The migrant aid group Utopia 56 has filed a lawsuit for intentional homicide against several representatives of the French and British authorities after an illegal boat sank in late 2022, killing four people.
• Also read: Four migrants die trying to cross the English Channel
• Also read: Migrants: New shipwreck in the English Channel, one dead and one person seriously injured
The complaint filed with the Boulogne-sur-Mer public prosecutor's office is aimed in particular against the maritime prefect of Manche, the director of the regional operational surveillance and rescue center Gris Nez (Cross), the director of the British Coast Guard, for intentional murder and failure to provide assistance.
Four migrants, including a teenager, died on the night of December 13-14, 2022 when their boat capsized in freezing water as they tried to reach England. About forty others had been rescued.
The rescue operation was launched at 3:21 a.m. GMT, according to the maritime prefecture, after a message from the British rescue center in Dover confirmed that a boat carrying castaways had sunk at sea.
But French migrant aid group Utopia 56 said it alerted French authorities about a boat in distress at 1:59 a.m. GMT after being alerted by a voice message with a location in French waters.
“Please help us. Um, we have kids and family in the same boat. (…) We have nothing for rescue for… safety,” one person says in this message attached to the complaint.
Utopia accuses the French and British rescue services of failing to “intervene immediately” even though survival time in winter water does not exceed two hours.
“The transfer of responsibility between services inevitably delayed the start of the search operation,” the association estimates, after which the first British lifeboat left the coast at 2:40 a.m. GMT, “more than 40 minutes after the association's call.”
A 19-year-old man, Ibrahima Bah, was charged with manslaughter in the United Kingdom in April 2023 following this sinking.

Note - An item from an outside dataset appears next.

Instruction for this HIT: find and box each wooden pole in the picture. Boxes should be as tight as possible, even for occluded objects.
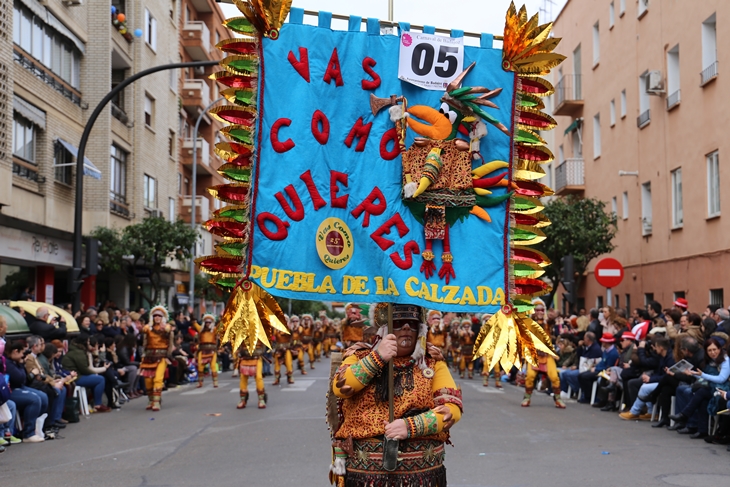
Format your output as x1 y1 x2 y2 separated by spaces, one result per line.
387 303 394 423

In 2022, a record year, 52,000 people attempted to cross the English Channel illegally despite the dangers involved. The number of attempted border crossings fell by 30% to 36,000 in 2023, but twelve deportation candidates lost their lives.
In mid-2023, five soldiers from a sea rescue station were charged with failing to provide assistance to a person in danger during the investigation into the deadliest ship accident in the English Channel, which claimed the lives of 27 migrants at the end of 2021.